Some survivors of this extreme case of racism in Europe, perhaps the entire world, against Jews and other “lesser beings” eventually reached out to tell their stories. Some accounts say that soldiers toss babies up to shoot them mid-air in their idea of fun. Killing innocent children seems much too cruel, but for the perpetrators, the action ensures the Jews’ extinction.
Each morning, dead bodies decorated the barbed wire fences surrounding the camp; these were usually electrified, and survivors strongly believe that these cases were acts of suicide. Those who tried to escape were shot on the spot, and those who stopped to rest were given the same treatment. Death was everywhere, and according to survivors, sometimes someone just doesn’t wake up.
The Jewish Resistance
The kind of racism and bigotry promulgated by the Nazis was met with resistance, even though it took quite some time to boil. After the deportations were enacted, ghettos in Poland at the end of 1942 sought the need for armed resistance. The Jewish Combat Organization and the Jewish Military Union, for instance, were one of the many groups formed underground.
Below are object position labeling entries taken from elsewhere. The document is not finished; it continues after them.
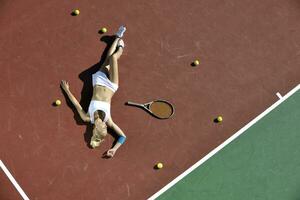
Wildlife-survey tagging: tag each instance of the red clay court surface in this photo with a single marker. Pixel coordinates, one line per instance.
(248, 51)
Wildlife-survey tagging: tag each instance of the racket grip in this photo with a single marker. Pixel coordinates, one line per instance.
(133, 104)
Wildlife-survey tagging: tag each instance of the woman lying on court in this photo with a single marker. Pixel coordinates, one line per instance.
(105, 84)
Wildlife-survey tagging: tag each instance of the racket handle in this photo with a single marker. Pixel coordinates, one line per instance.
(134, 104)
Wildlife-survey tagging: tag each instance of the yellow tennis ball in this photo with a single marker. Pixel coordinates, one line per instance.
(159, 165)
(196, 62)
(76, 12)
(57, 102)
(220, 118)
(103, 30)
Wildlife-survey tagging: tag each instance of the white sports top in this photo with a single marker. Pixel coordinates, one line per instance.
(99, 105)
(100, 78)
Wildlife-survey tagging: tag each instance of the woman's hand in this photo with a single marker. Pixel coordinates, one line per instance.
(65, 85)
(110, 153)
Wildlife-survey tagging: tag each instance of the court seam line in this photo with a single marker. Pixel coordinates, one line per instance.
(225, 143)
(279, 95)
(13, 181)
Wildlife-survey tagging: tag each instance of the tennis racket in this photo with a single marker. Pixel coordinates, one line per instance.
(158, 108)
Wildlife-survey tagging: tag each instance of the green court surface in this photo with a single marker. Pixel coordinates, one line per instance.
(263, 163)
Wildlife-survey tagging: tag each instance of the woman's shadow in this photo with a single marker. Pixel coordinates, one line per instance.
(87, 91)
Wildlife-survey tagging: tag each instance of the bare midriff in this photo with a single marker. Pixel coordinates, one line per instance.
(102, 93)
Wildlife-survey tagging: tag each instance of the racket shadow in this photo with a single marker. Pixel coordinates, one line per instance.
(126, 103)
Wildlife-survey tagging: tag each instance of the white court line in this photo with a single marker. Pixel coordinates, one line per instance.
(13, 181)
(226, 142)
(279, 95)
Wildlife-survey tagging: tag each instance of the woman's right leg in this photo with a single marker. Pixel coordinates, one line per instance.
(113, 62)
(111, 50)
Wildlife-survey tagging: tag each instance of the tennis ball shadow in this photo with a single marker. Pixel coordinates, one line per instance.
(193, 64)
(216, 120)
(100, 32)
(155, 167)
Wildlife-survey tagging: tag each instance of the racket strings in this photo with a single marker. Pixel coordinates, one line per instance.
(161, 109)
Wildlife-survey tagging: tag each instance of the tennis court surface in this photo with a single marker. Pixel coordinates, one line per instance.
(249, 57)
(261, 162)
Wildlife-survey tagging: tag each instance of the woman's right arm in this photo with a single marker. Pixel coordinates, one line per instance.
(83, 115)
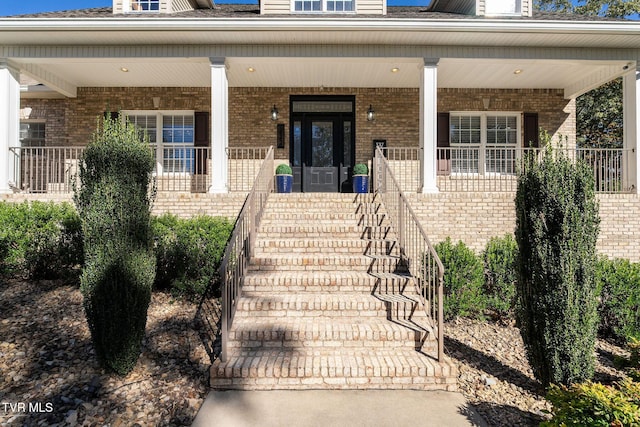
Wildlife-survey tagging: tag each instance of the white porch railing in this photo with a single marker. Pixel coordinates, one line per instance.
(183, 168)
(494, 169)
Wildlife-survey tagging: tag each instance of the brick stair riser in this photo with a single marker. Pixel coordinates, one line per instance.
(289, 365)
(293, 283)
(373, 307)
(320, 264)
(294, 370)
(324, 246)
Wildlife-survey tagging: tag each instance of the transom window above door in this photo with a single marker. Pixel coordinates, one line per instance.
(323, 6)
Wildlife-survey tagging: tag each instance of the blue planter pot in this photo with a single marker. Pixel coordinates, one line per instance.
(284, 183)
(360, 184)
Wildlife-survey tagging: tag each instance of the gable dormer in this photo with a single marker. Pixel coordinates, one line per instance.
(159, 6)
(365, 7)
(489, 8)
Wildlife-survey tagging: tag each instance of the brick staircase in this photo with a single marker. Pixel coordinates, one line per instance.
(326, 304)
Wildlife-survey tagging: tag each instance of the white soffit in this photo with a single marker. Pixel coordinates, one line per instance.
(300, 30)
(165, 72)
(572, 76)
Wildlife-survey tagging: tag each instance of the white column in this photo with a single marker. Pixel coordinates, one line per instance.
(219, 126)
(9, 121)
(631, 120)
(429, 123)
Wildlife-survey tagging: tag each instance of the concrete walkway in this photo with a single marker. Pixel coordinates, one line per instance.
(324, 408)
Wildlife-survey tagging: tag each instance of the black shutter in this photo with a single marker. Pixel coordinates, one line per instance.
(531, 133)
(444, 156)
(443, 129)
(201, 140)
(114, 115)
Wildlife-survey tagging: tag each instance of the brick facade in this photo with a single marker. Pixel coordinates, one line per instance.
(476, 217)
(473, 218)
(70, 122)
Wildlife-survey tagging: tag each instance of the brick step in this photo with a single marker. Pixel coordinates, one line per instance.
(328, 262)
(251, 330)
(322, 197)
(324, 245)
(323, 305)
(333, 368)
(325, 281)
(350, 231)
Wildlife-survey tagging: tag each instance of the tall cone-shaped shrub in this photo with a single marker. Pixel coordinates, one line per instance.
(556, 229)
(114, 202)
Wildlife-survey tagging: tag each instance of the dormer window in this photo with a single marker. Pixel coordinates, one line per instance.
(502, 7)
(323, 6)
(144, 6)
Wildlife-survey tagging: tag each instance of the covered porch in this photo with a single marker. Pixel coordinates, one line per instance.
(210, 117)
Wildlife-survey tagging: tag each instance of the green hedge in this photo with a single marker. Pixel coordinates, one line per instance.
(44, 241)
(595, 405)
(188, 252)
(500, 274)
(40, 240)
(619, 308)
(463, 280)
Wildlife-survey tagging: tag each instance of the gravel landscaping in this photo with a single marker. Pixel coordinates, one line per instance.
(47, 362)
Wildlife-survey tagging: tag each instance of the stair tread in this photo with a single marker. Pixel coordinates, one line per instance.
(334, 362)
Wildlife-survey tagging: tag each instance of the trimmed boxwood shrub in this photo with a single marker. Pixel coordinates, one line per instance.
(360, 169)
(188, 252)
(619, 308)
(463, 280)
(114, 203)
(595, 405)
(500, 263)
(40, 240)
(556, 229)
(284, 169)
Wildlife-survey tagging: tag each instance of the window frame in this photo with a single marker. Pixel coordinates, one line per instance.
(127, 6)
(44, 131)
(517, 12)
(160, 145)
(483, 147)
(323, 8)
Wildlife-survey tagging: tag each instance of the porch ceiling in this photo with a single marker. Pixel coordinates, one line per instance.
(64, 74)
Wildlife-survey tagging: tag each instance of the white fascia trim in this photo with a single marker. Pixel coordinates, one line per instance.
(331, 24)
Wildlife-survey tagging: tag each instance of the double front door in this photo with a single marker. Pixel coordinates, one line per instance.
(322, 151)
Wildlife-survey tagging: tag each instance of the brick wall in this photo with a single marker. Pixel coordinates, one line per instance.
(184, 205)
(72, 121)
(476, 217)
(471, 217)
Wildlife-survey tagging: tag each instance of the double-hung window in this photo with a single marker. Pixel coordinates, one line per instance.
(171, 134)
(142, 6)
(484, 143)
(323, 6)
(32, 134)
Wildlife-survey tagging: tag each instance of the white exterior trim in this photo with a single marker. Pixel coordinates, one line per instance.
(9, 121)
(429, 124)
(219, 126)
(631, 126)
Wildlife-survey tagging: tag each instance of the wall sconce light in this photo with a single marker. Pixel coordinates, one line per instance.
(25, 113)
(371, 114)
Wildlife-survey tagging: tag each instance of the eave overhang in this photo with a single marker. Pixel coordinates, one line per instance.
(321, 30)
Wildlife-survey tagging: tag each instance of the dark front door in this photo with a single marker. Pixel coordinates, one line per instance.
(322, 151)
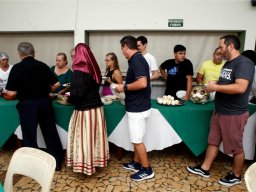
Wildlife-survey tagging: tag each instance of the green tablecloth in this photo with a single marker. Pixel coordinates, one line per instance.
(190, 121)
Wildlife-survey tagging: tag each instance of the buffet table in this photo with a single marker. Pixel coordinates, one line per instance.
(167, 125)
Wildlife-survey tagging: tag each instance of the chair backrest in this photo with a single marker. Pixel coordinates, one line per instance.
(33, 163)
(250, 178)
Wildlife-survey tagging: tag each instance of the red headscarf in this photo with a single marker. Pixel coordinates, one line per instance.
(85, 61)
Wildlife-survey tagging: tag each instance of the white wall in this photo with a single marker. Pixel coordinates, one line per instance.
(79, 16)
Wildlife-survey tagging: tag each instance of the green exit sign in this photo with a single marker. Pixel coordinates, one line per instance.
(175, 22)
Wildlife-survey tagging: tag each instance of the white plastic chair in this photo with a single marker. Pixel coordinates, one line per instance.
(250, 178)
(33, 163)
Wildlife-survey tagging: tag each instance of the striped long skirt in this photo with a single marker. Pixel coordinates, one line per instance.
(87, 145)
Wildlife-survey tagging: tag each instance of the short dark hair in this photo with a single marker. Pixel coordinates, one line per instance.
(64, 57)
(26, 49)
(142, 39)
(130, 41)
(231, 39)
(178, 48)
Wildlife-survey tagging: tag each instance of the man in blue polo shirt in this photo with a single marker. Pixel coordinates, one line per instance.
(137, 103)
History accounts for over 100 revolts and uprisings, and the most well-known resistance is the Warsaw Ghetto Uprising in April 1943. When the Germans arrived to round up the remaining inhabitants to be sent to extermination camps, they were met with armed fighters. Although poorly armed, the Jewish resisters held the SS at bay for almost four weeks. The Germans reported only 16 deaths, but Polish and Jewish accounts say that thousands of Germans were killed. According to Gwardia Ludowa, a Polish resistance newspaper, here the supposed exceptional combat skills Germans had waned – their victory was one through burning and destruction. The fighting Jews pulled the truth out of Germany; their weakness.
The spirit of resistance also visited Auschwitz. In 1944, when 300 Jewish members of the Sonderkommando learned they were about to be murdered, they attacked the guards and blew up a crematorium. One of the SS officers was stuffed into an over, and two more were killed. Unfortunately, none of the rebels survived, as they were quickly swamped by armed guards.
As the Germans execution the termination of an entire race, the world war waged on. The Red Army and US soldiers broke through their defenses, and soon they were sent panicking. Such cruelty cannot survive long in the world, as even when Adolf Hitler rose to power, he too came crashing down.